University of Houston

@mperaleshtx

Describe your current research. What about it drew your interest? 

My current research blends my interests in Mexican American, labor, and food history. I’m working on a book project that explores Mexican women’s food labor in Texas — this grew out of some of the stories I found of Mexican women’s food experiences and entrepreneurship in my first book, Smeltertown. Mexican women played a central role in cultivating, processing, and selling the food that fed Texans and tourists alike. I’m also interested in exploring the cultural dimensions of the work they performed within their families and communities as well as in broader ways to help define a regional cuisine — how Mexican women’s bodies and images, for example, were used to cultivate ideas about authenticity.
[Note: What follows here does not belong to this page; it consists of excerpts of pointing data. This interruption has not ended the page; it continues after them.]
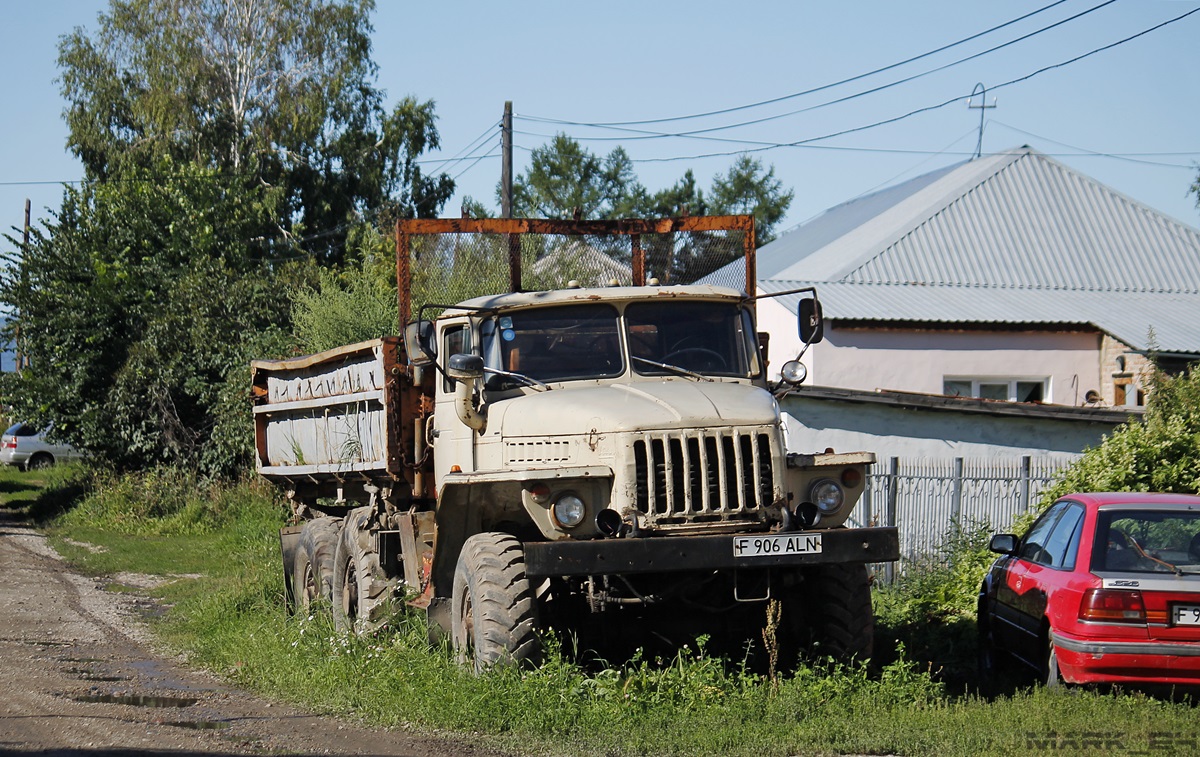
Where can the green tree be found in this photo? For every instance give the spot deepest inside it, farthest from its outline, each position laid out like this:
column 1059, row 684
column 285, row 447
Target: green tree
column 748, row 188
column 564, row 175
column 279, row 92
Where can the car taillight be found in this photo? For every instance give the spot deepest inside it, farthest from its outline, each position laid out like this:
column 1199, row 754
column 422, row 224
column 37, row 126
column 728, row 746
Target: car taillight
column 1113, row 606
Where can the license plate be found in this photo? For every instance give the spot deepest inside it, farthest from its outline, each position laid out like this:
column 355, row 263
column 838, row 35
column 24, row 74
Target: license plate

Building on my oral history interests, I’m also working with my colleagues in the UH Center for Public History to launch an oral history project called “Resilient Houston: Documenting Hurricane Harvey,” which will be a multi-year project to collect the first-hand accounts of a range of Houstonians and how they experienced this historic storm.

Describe what you are currently teaching. How does your teaching relate to your scholarship?

Over the last few years, my teaching has gravitated towards food and public history, and even more so in my new role as the Director of our Center for Public History (CPH). This coming spring, I’ll be teaching Introduction to Public History — the first time this course has been offered at the undergraduate level in quite some time. In our work at CPH, we see the city of Houston as a vital laboratory, it is a place where the local is global. Through this class, I hope to get students to appreciate the ways in which history doesn’t just exist in classrooms and textbooks, but in our communities. One of or projects will be to work with archivists at the Houston Metropolitan Research Center to examine the changing landscape of Houston’s East End, a historic Mexican American neighborhood that has been undergoing rapid change in recent years.

What recent or forthcoming publications are you excited about, either of your own or from other scholars?

Jerry Gonzalez’s In Search of the Mexican Beverly Hills: Latino Suburbanization in Postwar Los Angeles (Rutgers University Press, 2017) offers a new perspective on post-war Mexican American History and suburban history — this is an important addition to both fields. I am also very excited about Miroslava Chavez Garcia’s Migrant Longing: Letter Writing across the U.S.-Mexico Borderlands (University of North Carolina Press, 2018). This book, based on a collection of 300 personal letters exchanged by her parents and family members offers a fascinating look at how people created and sustained lives across the borderlands in the latter part of the 20th century. It is a truly beautiful book that humanizes immigration and immigrants, focusing on their hopes, desires, and sometimes failures.

What advice do you have for young scholars preparing themselves for a career related to urban history or urban studies? 

I believe that everyone has an important story to tell. In my research and teaching, I am guided by the conviction that by telling these stories – of everyday people and communities – the historical discipline enables us to move toward a more civil society and a place where we can understand our shared humanity. I think this is especially important when we think about cities and urban spaces, and what they mean to the people who inhabit them. My advice to scholars starting out in this field is to be open to listening to people tell their stories on their own terms, and to be willing to learn from them.

What cookbook (or book about food) should be on every urbanist-foodie’s shelf?

What a great question! I have been reading a lot of food books lately, and food studies is such a rich resource for understanding the history and culture of a city. I love teaching Jane Ziegelman’s 97 Orchard: An Edible History of Five Immigrant Families in One New York Tenement (Harper 2011), which does a really great job of showing how immigrant cuisine in New York adapted to the realities of urban life. For cookbooks, I’m currently loving Sandra A. Gutierrez’s Empanadas: The Hand Held Pies of Latin America and Lesley Tellez’s Eat Mexico: Recipes and Stories from Mexico City’s Streets, Markets, and Fondas.